To a lesser extent, there is the DC Extended Universe. No question, the DCEU has been playing catchup to the MCU for several years now. DC joined the party a little late, and it has put them well behind the box office competition. Still, the DCEU has gotten a nitrous boost to its engines with the success of the Justice League Snyder Cut, and that is fueling more DC speculation than ever.
Between Marvel and DC, superheroes rule the box office and now they are dominating the streaming services. With Marvel under the Disney banner and DC at home at HBO Max, it has opened the door to the independent publishers. Netflix recently aired its first Millarworld property, Jupiter’s Legacy, and there are several other projects on the way. Over on Amazon Prime, Robert Kirkman’s Invincible has been living up to its name.
THE CURRENT LANDSCAPE
With comic book-inspired movies and television carving up the Hollywood landscape, it is no wonder that studios are optioning properties left and right. When a studio options a comic, that means they have secured the rights to use that property in a film or series. It does not guarantee that the comic will ever make it into live action or animation, but it certainly leads to plenty of speculation. That is enough to boost those key issue prices overnight when word spreads that a comic has been optioned, especially when a major studio is involved.

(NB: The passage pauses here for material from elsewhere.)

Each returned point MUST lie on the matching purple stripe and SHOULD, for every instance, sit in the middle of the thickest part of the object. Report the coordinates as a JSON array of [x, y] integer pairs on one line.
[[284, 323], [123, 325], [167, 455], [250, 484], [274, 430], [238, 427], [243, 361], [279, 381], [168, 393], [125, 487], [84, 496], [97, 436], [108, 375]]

Even the smallest of publishers can get a hot commodity if there’s even a hint that it could be adapted into a movie or show. The Nice House on the Lake may read like an indy horror comic, and that is a compliment, but it is a DC property. That gives it a serious leg up on the competition for the Hollywood treatment. After all, HBO Max has plenty of live-action DC adaptations on the agenda. The success of the Snyder Cut has lit a fire under all the DC properties. With the popularity of The Nice House on the Lake #1, it stands to reason that this could be on WarnerMedia/Warner-Discovery’s radar. For that matter, it could already be in the works as far as we know since HBO Max is developing so many DC properties into series.
What further helps matters is that the comic is clearly written with the big or small screen in mind. That would make for an easy adaptation to the world of live action, and I feel certain that has not been missed on the WarnerMedia and DC executives.
The other factor is James Tynion IV. He has established himself as the premiere writer in the horror comics realm. This makes for his third hit series following Something is Killing the Children and The Department of Truth. The difference with The Nice House on the Lake is that it is a DC property, so that gives the publisher plenty of incentive to get it onto HBO Max. It would be a win-win for both companies. In fact, that could position it ahead of SIKTC and DOT when it comes to a live-action adaptation.
At the moment, there are no rumors of a live-action NHOTL in the making, but it just feels so much like a given that I expect an announcement will be in order sometime over the next year. That is going to escalate those prices for the first issue and all its variants and subsequent printings.
This book is much too new for there to be any graded sales data, but eBay’s sold listings show the standard cover already selling for $10 or more. Meanwhile, the 1:25 ratio variant is earning $50. Behind those, the other variants are inflating as well, with the Ken Lashley minimal trade dress selling for $50, and the Franceso Francavilla cover last sold for $45. The most expensive so far has been the Robert Hack edition, which sold for $66 on June 7.
A NICE OUTLOOK FOR THE NICE HOUSE
The horror comic genre is alive and well in 2021, and I foresee Hollywood picking up on that trend going forward. Having the backing of DC and WarnerMedia, the future is bright for The Nice House on the Lake.